The cron writes a familyLocations block to heartbeat-state.json:

{
"familyLocations": {
"owner": {
"city": "Seattle",
"country": "US",
"timezone": "America/Los_Angeles",
"source": "home"
},
"partner": {
"city": "Lisbon",
"country": "PT",
"timezone": "Europe/Lisbon",
"source": "Lisbon May 2026"
}
}
}

source is one of: home, the trip name, or a flight number while in transit.

Trip Status Filtering

A trip only counts as active when its status is Planned. Completed and cancelled trips no longer hold the location pinned to the trip’s last city — important because itinerary queries return trips by date overlap regardless of status.

Consumers

Anything that wants to know “is the family home” reads familyLocations from heartbeat state instead of querying the travel system directly:

  • Agent heartbeats — every agent reads family locations on each cycle, so timezone-aware suggestions work without an explicit lookup.
  • Eight Sleep Away mode — flips the bed to Away when both family members leave home and back to Home when either returns.
  • Proactive reminders — adjust delivery timing to the recipient’s local time when they’re traveling.

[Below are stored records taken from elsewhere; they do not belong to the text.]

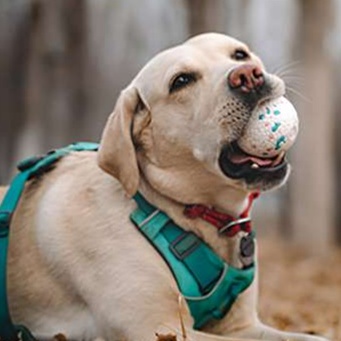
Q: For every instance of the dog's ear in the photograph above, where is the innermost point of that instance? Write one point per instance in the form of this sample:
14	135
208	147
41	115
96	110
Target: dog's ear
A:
116	154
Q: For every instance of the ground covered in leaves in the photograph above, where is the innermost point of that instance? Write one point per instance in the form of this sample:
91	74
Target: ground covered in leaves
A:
300	292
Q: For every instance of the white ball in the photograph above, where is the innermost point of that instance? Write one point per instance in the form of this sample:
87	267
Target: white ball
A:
271	129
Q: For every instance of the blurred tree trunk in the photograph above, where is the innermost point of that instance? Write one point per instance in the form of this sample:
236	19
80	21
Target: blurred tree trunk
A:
206	16
14	25
54	87
312	197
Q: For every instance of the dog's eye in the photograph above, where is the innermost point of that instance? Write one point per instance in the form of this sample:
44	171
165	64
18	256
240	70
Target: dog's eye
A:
240	54
181	81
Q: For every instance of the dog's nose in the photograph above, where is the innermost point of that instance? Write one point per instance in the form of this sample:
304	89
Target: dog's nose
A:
246	77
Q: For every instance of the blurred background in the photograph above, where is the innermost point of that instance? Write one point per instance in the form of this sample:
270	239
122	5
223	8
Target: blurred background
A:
64	62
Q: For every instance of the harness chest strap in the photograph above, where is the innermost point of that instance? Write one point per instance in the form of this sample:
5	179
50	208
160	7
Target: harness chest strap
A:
28	168
209	285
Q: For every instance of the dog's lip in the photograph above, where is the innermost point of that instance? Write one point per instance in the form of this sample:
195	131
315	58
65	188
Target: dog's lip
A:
237	164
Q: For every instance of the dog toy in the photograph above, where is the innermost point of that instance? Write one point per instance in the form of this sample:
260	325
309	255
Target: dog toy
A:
271	130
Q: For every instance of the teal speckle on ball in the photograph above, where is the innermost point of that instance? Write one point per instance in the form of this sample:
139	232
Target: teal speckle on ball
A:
271	129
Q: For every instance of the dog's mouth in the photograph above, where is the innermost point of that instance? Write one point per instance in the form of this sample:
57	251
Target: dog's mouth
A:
237	164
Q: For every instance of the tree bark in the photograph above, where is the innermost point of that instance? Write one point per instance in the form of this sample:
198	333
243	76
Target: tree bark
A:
312	197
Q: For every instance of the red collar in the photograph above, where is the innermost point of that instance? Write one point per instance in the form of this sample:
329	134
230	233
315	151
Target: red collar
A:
225	223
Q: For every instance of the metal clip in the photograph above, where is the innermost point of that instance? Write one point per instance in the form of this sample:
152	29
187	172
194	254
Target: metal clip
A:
234	223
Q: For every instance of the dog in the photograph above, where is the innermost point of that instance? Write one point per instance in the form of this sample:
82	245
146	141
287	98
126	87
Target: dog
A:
77	264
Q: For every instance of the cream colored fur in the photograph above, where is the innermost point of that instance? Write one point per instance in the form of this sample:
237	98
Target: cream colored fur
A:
78	266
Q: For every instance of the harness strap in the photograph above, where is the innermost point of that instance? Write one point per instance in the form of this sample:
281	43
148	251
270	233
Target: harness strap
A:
31	167
209	285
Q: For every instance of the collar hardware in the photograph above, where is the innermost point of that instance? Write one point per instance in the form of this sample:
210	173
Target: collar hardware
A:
240	221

Pattern: heartbeat-state.json for Cross-Agent State

heartbeat-state.json is the canonical place to share state across sessions and agents. Pattern:

  1. One writer cron computes the state from authoritative sources.
  2. Many reader agents read it during heartbeats — cheap, no API calls.
  3. Idempotent checks so the writer can run any number of times without side effects.
  4. Only-on-change announcements — readers compare to the previous value and announce only on transitions.

This keeps cross-agent state cheap, observable in one file, and easy to debug.